Aggregated 5 Year Conclusions
An analysis of the data we have compiled on major embezzlements in the US over the past five years, from the beginning of 2008 through the end of 2012, which includes a total of 2,110 case studies, allows us to make some definitive conclusions, consistent with our prior findings:
- Embezzlers begin their schemes in their early 40s (42.7, on average);
- The average major embezzlement spans a 4.7 year period;
- By a significant margin, embezzlers are most likely to be individuals who hold bookkeeping or finance positions (67.1% of all cases);
- The financial services industry suffers the greatest losses from embezzlement (more than 26.2% of all losses in the data);
- Non-profits and religious organizations together account for nearly one-eighth of all the incidents (12.3% of all cases);
- Women are more likely to embezzle than men (62.4% vs. 37.6% overall in the data);
- Men embezzle significantly more than women ($1.9 million vs. $801,000, on average);
- The vast majority of embezzlements are caused by sole perpetrators (86% of all cases);
- Gambling is a clear motivating factor in driving some perpetrators to embezzle;
- About 4.5 percent of major embezzlers have prior criminal histories;
- The most common embezzlement scheme involves forgery or unauthorized use of company checks (35.5% of all cases in which the method was known).
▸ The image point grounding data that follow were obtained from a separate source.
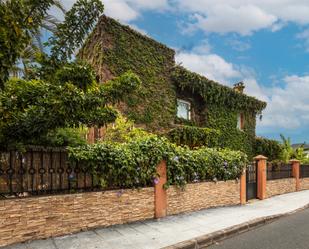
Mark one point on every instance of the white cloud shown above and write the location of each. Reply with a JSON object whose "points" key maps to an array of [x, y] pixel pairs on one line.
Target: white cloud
{"points": [[244, 16], [287, 103], [120, 10], [138, 29], [225, 19], [123, 10], [238, 45], [212, 66], [305, 37]]}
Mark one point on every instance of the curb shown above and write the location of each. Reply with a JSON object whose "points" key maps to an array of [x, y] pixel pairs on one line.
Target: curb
{"points": [[211, 238]]}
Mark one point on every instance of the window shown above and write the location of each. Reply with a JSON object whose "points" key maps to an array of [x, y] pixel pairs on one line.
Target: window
{"points": [[183, 109], [240, 121]]}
The next most common scheme involves the theft and/or conversion of cash receipts (21.2%), followed by unauthorized electronic transfers (12.2%)
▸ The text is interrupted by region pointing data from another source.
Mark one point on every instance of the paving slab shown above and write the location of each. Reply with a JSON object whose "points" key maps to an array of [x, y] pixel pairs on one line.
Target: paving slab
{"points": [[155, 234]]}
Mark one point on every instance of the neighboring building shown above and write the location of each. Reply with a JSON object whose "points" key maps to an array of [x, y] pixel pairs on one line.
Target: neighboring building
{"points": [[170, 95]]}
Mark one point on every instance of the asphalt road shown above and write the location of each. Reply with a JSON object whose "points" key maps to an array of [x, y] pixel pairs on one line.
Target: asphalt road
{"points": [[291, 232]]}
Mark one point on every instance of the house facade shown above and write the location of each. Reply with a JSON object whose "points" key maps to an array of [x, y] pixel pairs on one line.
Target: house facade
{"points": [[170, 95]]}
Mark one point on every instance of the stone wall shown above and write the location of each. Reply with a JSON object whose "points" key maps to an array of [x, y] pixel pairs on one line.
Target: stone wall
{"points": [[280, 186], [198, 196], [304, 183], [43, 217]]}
- California has experienced the greatest number of major embezzlements over the past four years (266 cases or 12.5% overall), followed by Michigan (112/5.3%), Pennsylvania (101/4.7%), New York and Texas, both at (89/4.2%); and,
- The ten states with the highest risk for loss from embezzlement are in order of risk: Iowa, Vermont, Rhode Island, West Virginia, Massachusetts, Florida, Montana, Louisiana and Connecticut.